I have data from a field survey. The objective of the study is to relate number of seedling (respond variable, count data), landform (exploratory variable, categorical variable with 3 levels) and percent canopy coverage (exploratory variable, quantitative). In each habitat, I have data from five 25x25 meter plots. Within each plot I used three 2x2 meter subplots nested within the bigger plot, and number of seedlings were count from these subplots. Total number of observations is 60; 20 plots x 3 subplots. Only one kind of landform contained seedlings. Other two landforms contained no seedlings, so they are empty plots. the data looks like this:
data.frame': 60 obs. of 5 variables:
$ plot : Factor w/ 20 levels "HD2","LC1","LC2",..: 16 16 16 17 17 17 12 12 12 9 ...

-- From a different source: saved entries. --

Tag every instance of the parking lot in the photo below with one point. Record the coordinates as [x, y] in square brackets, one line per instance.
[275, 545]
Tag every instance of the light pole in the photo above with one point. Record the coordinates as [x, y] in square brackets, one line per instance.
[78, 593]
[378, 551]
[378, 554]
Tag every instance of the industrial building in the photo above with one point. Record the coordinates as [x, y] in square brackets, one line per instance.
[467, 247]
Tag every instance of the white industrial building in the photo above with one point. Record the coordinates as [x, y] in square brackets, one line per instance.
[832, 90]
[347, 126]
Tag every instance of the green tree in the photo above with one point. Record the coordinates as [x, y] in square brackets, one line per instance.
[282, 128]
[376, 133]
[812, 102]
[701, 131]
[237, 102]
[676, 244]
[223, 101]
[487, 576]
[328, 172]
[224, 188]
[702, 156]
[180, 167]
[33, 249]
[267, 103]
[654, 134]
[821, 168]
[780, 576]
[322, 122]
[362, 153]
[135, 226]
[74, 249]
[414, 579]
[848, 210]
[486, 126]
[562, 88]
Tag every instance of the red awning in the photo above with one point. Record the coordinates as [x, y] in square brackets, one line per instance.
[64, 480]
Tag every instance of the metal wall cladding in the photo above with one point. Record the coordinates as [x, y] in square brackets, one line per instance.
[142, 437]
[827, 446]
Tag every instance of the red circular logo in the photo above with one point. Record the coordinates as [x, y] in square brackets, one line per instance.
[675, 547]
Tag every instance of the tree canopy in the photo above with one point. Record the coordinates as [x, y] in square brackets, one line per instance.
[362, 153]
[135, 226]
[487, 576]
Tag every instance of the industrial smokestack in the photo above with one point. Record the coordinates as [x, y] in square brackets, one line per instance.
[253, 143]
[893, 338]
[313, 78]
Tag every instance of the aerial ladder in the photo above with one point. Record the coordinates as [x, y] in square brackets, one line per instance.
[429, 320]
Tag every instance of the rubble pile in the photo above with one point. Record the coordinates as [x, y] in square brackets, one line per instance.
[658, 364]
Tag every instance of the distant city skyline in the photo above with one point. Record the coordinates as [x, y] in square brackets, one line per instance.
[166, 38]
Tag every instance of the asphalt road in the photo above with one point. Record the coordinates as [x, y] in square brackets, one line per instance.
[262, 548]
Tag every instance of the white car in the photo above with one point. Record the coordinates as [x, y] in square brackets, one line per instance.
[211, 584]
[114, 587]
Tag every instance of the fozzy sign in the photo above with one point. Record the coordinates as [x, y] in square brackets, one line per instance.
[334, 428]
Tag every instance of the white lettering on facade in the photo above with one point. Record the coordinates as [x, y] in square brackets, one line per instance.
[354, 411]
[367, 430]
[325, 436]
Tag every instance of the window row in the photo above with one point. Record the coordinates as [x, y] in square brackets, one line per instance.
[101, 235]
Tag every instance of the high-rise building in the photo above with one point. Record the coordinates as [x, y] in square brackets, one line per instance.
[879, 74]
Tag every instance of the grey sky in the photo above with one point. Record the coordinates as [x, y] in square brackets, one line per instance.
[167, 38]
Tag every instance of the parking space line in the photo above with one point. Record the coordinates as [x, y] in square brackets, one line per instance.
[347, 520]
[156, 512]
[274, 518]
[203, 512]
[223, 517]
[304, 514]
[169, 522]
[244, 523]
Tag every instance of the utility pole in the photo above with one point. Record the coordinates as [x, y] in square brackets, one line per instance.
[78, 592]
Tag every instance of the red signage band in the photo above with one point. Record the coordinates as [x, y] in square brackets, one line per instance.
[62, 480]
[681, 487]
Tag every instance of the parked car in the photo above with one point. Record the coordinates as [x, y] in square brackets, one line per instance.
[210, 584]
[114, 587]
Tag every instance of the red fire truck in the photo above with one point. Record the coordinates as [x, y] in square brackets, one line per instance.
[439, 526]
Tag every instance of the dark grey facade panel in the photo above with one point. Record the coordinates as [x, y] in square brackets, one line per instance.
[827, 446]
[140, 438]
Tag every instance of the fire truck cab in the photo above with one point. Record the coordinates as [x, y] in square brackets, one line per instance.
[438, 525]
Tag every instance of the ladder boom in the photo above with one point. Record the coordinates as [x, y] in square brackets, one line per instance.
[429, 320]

$ subplot : Factor w/ 60 levels "HD2.1","HD2.2",..: 46 47 48 49 50 51 34 35 36 25 ...
$ av.canopy : num 92.2 92.2 92.2 92.3 92.3 ...

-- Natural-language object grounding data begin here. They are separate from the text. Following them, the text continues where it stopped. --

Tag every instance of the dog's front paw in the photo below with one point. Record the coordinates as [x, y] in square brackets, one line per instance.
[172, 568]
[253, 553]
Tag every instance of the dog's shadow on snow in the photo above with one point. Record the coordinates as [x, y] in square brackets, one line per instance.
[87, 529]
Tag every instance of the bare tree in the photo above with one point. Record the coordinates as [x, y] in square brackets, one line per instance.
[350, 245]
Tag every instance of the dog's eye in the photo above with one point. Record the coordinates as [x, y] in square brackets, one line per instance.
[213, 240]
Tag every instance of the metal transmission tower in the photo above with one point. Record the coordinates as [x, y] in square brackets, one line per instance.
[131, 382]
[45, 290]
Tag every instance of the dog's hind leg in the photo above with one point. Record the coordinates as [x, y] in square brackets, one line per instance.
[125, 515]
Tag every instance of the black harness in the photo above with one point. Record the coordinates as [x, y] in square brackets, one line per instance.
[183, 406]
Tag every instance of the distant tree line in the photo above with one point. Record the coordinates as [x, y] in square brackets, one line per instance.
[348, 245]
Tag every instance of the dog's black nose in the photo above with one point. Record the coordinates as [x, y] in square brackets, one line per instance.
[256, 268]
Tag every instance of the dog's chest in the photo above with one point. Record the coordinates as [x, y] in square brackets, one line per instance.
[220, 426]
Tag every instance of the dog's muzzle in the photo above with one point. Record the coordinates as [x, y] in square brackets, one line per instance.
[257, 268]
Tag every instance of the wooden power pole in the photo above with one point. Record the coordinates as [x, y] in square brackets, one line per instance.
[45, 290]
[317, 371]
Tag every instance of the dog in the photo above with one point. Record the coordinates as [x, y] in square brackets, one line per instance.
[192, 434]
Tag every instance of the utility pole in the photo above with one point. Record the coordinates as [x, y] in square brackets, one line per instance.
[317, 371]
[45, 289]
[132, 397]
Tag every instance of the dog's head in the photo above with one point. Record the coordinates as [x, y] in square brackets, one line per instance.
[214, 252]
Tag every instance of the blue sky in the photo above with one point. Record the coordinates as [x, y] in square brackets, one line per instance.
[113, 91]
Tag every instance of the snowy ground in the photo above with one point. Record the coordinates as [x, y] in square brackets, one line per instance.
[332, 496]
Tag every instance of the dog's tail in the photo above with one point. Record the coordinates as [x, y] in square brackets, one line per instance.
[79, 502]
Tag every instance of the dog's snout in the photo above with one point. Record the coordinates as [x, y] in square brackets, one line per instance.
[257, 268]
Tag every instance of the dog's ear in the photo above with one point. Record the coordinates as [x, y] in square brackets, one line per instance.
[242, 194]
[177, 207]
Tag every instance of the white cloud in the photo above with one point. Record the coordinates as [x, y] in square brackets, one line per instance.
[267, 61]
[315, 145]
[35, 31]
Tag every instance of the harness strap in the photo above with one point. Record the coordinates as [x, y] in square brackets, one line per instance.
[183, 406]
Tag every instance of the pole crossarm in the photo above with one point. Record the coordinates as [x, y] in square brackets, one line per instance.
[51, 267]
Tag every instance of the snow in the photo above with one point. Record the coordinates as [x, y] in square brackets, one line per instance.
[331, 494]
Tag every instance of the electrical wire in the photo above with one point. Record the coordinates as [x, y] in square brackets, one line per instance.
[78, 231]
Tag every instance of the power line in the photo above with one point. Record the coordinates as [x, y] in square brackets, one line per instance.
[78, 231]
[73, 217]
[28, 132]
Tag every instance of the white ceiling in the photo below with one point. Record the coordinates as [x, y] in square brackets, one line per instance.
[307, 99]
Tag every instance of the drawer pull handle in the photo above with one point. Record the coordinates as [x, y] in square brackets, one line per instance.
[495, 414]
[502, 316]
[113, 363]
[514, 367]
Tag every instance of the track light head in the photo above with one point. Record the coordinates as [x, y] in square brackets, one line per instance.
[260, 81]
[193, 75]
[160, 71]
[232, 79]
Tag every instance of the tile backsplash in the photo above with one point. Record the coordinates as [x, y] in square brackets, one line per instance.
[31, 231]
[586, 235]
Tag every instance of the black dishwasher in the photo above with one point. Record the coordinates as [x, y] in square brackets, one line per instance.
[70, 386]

$ landform : Factor w/ 3 levels "abandoned","ridge",..: 2 2 2 2 2 2 2 2 2 2 ...
$ seedling.2016: int 6 7 5 2 5 4 4 6 4 0 ...
The problem is when I compared number of seedlings between landforms using this code:
seedling <- glmer(seedling.2016 ~ landform +(1|plot), family = poisson)

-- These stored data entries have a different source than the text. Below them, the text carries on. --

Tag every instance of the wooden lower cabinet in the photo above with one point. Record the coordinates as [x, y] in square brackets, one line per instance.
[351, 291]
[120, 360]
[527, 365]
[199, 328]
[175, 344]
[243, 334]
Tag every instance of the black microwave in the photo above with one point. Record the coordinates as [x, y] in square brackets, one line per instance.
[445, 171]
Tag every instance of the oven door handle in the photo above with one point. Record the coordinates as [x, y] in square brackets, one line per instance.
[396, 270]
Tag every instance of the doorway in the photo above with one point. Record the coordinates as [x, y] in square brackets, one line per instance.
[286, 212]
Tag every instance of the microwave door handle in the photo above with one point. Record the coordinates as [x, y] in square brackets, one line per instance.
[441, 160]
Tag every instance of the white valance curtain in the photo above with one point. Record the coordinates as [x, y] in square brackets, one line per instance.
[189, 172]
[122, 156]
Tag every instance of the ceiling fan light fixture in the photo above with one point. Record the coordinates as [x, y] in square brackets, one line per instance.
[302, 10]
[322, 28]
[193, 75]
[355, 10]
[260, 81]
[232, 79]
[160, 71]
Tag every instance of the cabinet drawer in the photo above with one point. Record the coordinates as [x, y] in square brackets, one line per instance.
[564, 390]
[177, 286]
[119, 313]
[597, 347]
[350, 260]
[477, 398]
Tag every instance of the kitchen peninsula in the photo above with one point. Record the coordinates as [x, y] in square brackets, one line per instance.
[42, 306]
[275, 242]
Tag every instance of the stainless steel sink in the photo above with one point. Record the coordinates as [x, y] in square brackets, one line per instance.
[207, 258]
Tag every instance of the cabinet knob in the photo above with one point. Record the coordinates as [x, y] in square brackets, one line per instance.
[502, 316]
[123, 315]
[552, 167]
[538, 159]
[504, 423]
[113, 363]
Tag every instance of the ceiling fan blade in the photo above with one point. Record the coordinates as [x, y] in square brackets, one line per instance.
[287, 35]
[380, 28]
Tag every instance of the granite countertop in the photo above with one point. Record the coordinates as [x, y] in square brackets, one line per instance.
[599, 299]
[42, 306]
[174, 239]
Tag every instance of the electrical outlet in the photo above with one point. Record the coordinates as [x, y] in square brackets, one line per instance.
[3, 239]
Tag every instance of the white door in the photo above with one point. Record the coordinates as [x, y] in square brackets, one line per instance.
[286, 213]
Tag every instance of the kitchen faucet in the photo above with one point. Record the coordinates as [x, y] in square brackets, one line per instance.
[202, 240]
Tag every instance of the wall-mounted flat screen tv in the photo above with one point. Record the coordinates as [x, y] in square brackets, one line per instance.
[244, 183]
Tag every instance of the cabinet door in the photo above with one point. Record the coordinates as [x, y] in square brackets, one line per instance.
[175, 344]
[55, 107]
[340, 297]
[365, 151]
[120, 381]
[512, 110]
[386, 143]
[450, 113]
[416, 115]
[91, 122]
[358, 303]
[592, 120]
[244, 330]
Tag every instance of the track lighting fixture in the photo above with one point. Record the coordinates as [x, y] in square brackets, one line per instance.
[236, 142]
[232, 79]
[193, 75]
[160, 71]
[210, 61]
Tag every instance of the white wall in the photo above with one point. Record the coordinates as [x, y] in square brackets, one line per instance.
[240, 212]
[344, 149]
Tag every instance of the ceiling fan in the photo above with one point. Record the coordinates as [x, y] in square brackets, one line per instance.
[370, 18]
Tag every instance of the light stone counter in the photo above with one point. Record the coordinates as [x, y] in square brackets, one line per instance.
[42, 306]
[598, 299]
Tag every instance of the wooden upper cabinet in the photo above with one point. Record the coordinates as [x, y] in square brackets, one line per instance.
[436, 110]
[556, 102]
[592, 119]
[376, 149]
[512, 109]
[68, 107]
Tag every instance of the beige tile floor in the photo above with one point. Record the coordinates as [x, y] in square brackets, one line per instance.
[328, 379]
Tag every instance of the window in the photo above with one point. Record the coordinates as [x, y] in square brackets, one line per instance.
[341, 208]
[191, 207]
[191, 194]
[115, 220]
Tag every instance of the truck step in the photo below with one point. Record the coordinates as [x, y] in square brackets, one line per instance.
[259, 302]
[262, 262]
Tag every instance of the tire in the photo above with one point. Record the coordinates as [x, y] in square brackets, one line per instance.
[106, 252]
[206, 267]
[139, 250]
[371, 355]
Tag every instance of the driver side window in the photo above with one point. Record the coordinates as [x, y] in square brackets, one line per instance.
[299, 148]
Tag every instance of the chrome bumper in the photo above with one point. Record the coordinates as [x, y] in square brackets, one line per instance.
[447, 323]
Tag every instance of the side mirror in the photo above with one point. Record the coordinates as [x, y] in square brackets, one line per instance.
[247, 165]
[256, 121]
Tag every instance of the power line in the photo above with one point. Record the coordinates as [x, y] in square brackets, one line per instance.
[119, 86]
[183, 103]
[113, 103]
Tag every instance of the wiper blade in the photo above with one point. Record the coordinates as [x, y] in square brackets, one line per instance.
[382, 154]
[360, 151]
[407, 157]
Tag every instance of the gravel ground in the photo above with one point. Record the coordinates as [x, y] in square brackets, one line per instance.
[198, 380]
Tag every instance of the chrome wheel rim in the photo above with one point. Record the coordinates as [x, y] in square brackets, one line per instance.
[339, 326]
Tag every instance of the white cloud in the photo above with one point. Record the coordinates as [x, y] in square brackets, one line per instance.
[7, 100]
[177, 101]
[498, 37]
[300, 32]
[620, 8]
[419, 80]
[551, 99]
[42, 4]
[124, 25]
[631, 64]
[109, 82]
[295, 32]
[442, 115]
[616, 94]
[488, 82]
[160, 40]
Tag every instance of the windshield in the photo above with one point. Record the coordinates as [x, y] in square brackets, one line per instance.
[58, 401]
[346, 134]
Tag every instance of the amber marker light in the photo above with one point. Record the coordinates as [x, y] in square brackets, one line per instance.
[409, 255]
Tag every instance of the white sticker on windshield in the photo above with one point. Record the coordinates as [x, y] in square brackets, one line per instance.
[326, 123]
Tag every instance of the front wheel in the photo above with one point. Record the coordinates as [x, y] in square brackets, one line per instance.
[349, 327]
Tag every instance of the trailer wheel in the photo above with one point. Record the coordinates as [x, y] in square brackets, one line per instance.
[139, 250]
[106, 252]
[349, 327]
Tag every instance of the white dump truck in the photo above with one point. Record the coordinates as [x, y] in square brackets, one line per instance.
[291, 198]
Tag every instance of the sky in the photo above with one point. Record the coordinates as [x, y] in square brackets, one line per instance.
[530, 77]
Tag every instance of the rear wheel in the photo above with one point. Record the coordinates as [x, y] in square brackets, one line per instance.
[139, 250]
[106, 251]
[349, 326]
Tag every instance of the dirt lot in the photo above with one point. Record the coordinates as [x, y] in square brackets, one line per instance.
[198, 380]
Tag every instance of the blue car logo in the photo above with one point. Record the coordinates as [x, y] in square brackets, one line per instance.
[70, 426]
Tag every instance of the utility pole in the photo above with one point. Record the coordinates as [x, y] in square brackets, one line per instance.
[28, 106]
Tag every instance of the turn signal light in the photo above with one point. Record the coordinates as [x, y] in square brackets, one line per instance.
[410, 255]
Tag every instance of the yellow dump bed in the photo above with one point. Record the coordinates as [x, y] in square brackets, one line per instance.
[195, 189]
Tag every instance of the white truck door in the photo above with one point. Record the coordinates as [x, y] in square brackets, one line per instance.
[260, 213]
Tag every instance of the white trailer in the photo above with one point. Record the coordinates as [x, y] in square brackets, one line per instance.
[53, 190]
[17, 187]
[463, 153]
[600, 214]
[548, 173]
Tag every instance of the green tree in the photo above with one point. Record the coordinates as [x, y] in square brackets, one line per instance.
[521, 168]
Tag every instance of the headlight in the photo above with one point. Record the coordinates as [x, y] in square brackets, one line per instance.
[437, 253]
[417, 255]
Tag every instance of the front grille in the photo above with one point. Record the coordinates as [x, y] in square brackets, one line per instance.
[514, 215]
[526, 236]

The result does not make sense for me-there were no any significant different between landforms event there is only one landform (ridge) that has seedlings, while other had no seedlings at al. It is also note that SEs are enormous. The result looks like this:
Generalized linear mixed model fit by maximum likelihood (Laplace Approximation) ['glmerMod']
Family: poisson ( log )
Formula: seedling.2016 ~ landform + (1 | plot)
Data: streblus.subplots
AIC BIC logLik deviance df.resid
294.9 303.3 -143.5 286.9 56
Scaled residuals:
Min 1Q Median 3Q Max
-6.3619 -0.0001 -0.0001 0.0000 8.7305
Random effects:
Groups Name Variance Std.Dev.
plot (Intercept) 2.637 1.624
Number of obs: 60, groups: plot, 20
Fixed effects:
Estimate Std. Error z value Pr(>|z|)
(Intercept) -20.412 1461.267 -0.014 0.989
landformridge 22.250 1461.265 0.015 0.988
landformtemp 1.066 390.540 0.003 0.998
When I changed link function to square root as this code:
Seedling2 <- glmer(seedling.2016 ~ landform + (1|plot), family = poisson(link = sqrt))
Fixed effects:
#Estimate Std. Error z value Pr(>|z|)
#(Intercept) -1.220e-05 5.296e-01 0.000 1
#landformridge 3.250e+00 7.429e-01 4.376 1.21e-05 ***
# landformtemp 1.018e-05 7.795e-01 0.000 1
Now number of seedlings in ridge is significantly higher than the other, and it makes more sense to me.
My question is: Is it valid in term of statistics to use square root link with Poisson distribution, there are any better methods available with better ground of statistics?